State Rep. Holly Raschein, R-Key Largo, will attend a Tuesday evening event sponsored by the Lower Keys League of Women Voters.
It's the group's October edition of its "Fifth Tuesday" series of social gatherings. This one is set for 5 to 7 p.m. at New York Pasta Garden, 1075 Duval St., in Duval Square.
But the meet-and-greet with the state representative also marks the one-year anniversary of Florida Keys women bringing the nonpartisan civic group back to the island chain.
The Key West chapter is one of two resurrected in 2012 by the state League of Women Voters, which numbers 900 state and local Leagues, including chapters in Hong Kong and Puerto Rico.
The League doesn't endorse political candidates but is a political advocate for certain policies.
Now a year old, the Lower Keys group is adding events to its plate, such as a Nov. 12 civics lesson with county tax collector Danise Henriquez, tentatively scheduled for 7 to 9 p.m. at the Sunset Marina Club House.
Florida's League of Women Voters dates back to 1939 when women in Winter Park and St. Petersburg decided to form chapters of the national movement, which began circa 1920.
"I'm a member of the Upper Keys League," Raschein said Friday, after a long day of meetings. "But I wouldn't say I'm a very active member."

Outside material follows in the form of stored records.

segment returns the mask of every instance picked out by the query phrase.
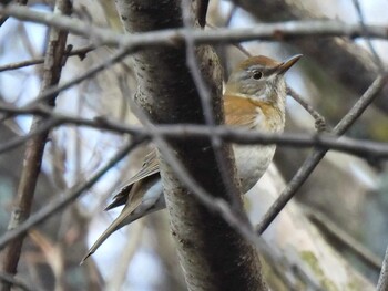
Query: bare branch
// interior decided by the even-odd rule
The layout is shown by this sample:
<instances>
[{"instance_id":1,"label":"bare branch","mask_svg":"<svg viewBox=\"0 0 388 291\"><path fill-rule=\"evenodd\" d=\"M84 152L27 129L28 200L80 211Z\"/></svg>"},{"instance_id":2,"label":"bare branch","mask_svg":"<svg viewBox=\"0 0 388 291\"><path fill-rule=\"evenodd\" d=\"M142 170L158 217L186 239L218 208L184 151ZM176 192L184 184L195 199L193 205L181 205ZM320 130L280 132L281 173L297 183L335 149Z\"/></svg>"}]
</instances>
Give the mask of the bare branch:
<instances>
[{"instance_id":1,"label":"bare branch","mask_svg":"<svg viewBox=\"0 0 388 291\"><path fill-rule=\"evenodd\" d=\"M58 12L63 14L70 14L72 11L72 3L69 0L58 0L54 8ZM63 53L65 51L65 44L68 39L68 32L58 29L52 29L50 32L50 40L48 43L48 51L45 52L45 60L43 66L43 80L41 85L41 92L47 90L51 85L58 84L61 77ZM54 98L48 102L50 106L54 106ZM42 121L39 117L34 117L31 129L39 127ZM38 176L40 173L40 166L43 158L43 150L47 141L48 132L43 132L40 135L34 136L28 142L23 169L21 173L17 202L13 207L11 219L8 225L8 229L12 230L20 224L24 222L31 211L32 201L34 197L34 190L37 186ZM24 237L20 236L16 238L12 243L9 243L4 250L3 270L10 274L17 273L17 267L21 253ZM11 289L10 284L4 283L2 291Z\"/></svg>"},{"instance_id":2,"label":"bare branch","mask_svg":"<svg viewBox=\"0 0 388 291\"><path fill-rule=\"evenodd\" d=\"M388 80L388 74L379 75L375 82L368 87L364 95L357 101L353 108L344 116L344 118L337 124L333 133L335 135L343 135L364 113L369 104L376 98L378 93L382 90ZM265 214L263 220L256 227L257 233L263 233L287 202L294 197L299 187L313 173L315 167L319 164L320 159L326 155L327 149L314 150L305 163L295 174L293 179L288 183L286 189L277 198L274 205Z\"/></svg>"},{"instance_id":3,"label":"bare branch","mask_svg":"<svg viewBox=\"0 0 388 291\"><path fill-rule=\"evenodd\" d=\"M74 117L70 115L59 114L51 110L47 110L43 106L33 106L30 108L17 108L14 106L1 105L0 112L14 114L32 114L41 117L45 117L47 121L41 127L35 128L24 136L17 137L8 143L0 144L0 154L20 146L25 143L32 136L48 131L59 125L79 125L95 129L110 131L118 134L130 134L134 137L142 137L146 139L153 138L153 131L162 135L164 138L203 138L212 137L213 135L219 137L224 142L236 144L263 144L270 145L276 144L279 146L290 147L316 147L321 149L331 149L343 152L351 155L356 155L365 159L387 159L388 158L388 145L387 143L377 143L370 141L359 141L349 137L339 138L331 134L309 135L300 133L283 133L283 134L266 134L244 131L241 128L232 128L228 126L206 126L206 125L155 125L153 131L144 128L142 126L125 125L121 122L106 119L103 117L96 117L94 119Z\"/></svg>"},{"instance_id":4,"label":"bare branch","mask_svg":"<svg viewBox=\"0 0 388 291\"><path fill-rule=\"evenodd\" d=\"M47 12L39 12L25 7L9 4L0 6L0 13L14 17L20 20L43 23L50 27L69 30L69 32L83 35L95 45L115 45L125 48L127 51L137 51L141 48L157 45L176 45L184 41L185 29L166 29L161 31L143 32L139 34L120 34L109 29L93 27L80 20L54 15ZM359 24L347 24L340 21L313 20L313 21L287 21L279 23L262 23L248 29L217 29L216 31L194 30L193 39L196 44L233 43L252 40L282 40L289 41L309 37L370 37L376 39L387 39L387 28L378 25L367 25L368 34Z\"/></svg>"},{"instance_id":5,"label":"bare branch","mask_svg":"<svg viewBox=\"0 0 388 291\"><path fill-rule=\"evenodd\" d=\"M67 56L78 55L81 60L83 60L86 56L86 54L89 52L93 51L94 49L95 48L93 45L88 45L88 46L84 46L81 49L71 50L70 52L64 53L64 55L67 55ZM4 65L0 66L0 73L25 67L25 66L30 66L30 65L34 65L34 64L41 64L43 62L44 62L44 56L39 58L39 59L34 59L34 60L22 61L22 62L18 62L18 63L4 64Z\"/></svg>"},{"instance_id":6,"label":"bare branch","mask_svg":"<svg viewBox=\"0 0 388 291\"><path fill-rule=\"evenodd\" d=\"M18 278L14 278L9 273L0 272L0 281L7 282L8 284L13 287L19 287L21 290L24 290L24 291L35 291L35 289L31 288L30 283L27 283Z\"/></svg>"},{"instance_id":7,"label":"bare branch","mask_svg":"<svg viewBox=\"0 0 388 291\"><path fill-rule=\"evenodd\" d=\"M377 282L377 291L387 291L388 290L388 248L386 254L384 256L380 277Z\"/></svg>"},{"instance_id":8,"label":"bare branch","mask_svg":"<svg viewBox=\"0 0 388 291\"><path fill-rule=\"evenodd\" d=\"M63 210L68 205L84 194L85 190L92 187L108 170L110 170L115 164L123 159L133 148L143 142L144 139L142 138L135 138L132 141L132 143L127 143L118 150L118 153L106 163L105 166L92 175L84 184L75 185L63 195L59 195L58 198L51 202L48 202L48 205L40 209L37 214L32 215L24 222L20 224L18 228L14 228L13 230L10 230L1 236L0 250L3 249L13 239L24 235L27 231L29 231L30 228L35 227L37 225L45 221L51 216L59 214L60 210Z\"/></svg>"}]
</instances>

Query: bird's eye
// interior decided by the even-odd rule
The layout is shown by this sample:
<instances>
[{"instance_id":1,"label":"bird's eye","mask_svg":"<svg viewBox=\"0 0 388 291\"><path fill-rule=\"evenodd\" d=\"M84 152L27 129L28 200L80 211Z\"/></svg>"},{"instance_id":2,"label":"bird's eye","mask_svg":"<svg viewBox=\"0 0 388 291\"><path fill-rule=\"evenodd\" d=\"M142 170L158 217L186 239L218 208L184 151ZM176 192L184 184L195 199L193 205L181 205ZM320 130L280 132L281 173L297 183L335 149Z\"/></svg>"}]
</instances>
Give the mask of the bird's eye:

The group understands why, as Raschein is in her first term as state representative for District 120.
Raschein said she has no prepared speech for Tuesday night, but will provide an update the work she's been doing in Tallahassee, from insurance rates to tougher penalties for lobster and stone crab poachers.
"Flood insurance, that's the latest crisis obviously," Raschein said. "It's impacting our recovering real estate market. I've heard of dozens of deals cancelled because of this. Astronomical rate increases -- homeowners cannot absorb these."
Raschein noted that the state League of Women Voters has endorsed the constitutional amendment meant to revive "Florida Forever," a water and land conservation program that, if passed by voters in November 2014, would dedicate funding from documentary stamp tax charges for real estate sales.
The amendment would provide some $10 million to restore the Everglades and protect drinking water sources and wildlife habitat, without raising taxes, proponents say.
"I'm a big proponent of Florida Forever and the environment," said Raschein.
As for lobster and stone crab poaching, Raschein said the current law hasn't any teeth when it comes to prosecuting the main offenders.
"You can have one short lobster or 500 and it's the same effect," said Raschein.
"It's about the sustainability of the fisheries. It's not meant to punish one-time offenders or the old couple that has one or two, it's to combat the egregious poaching."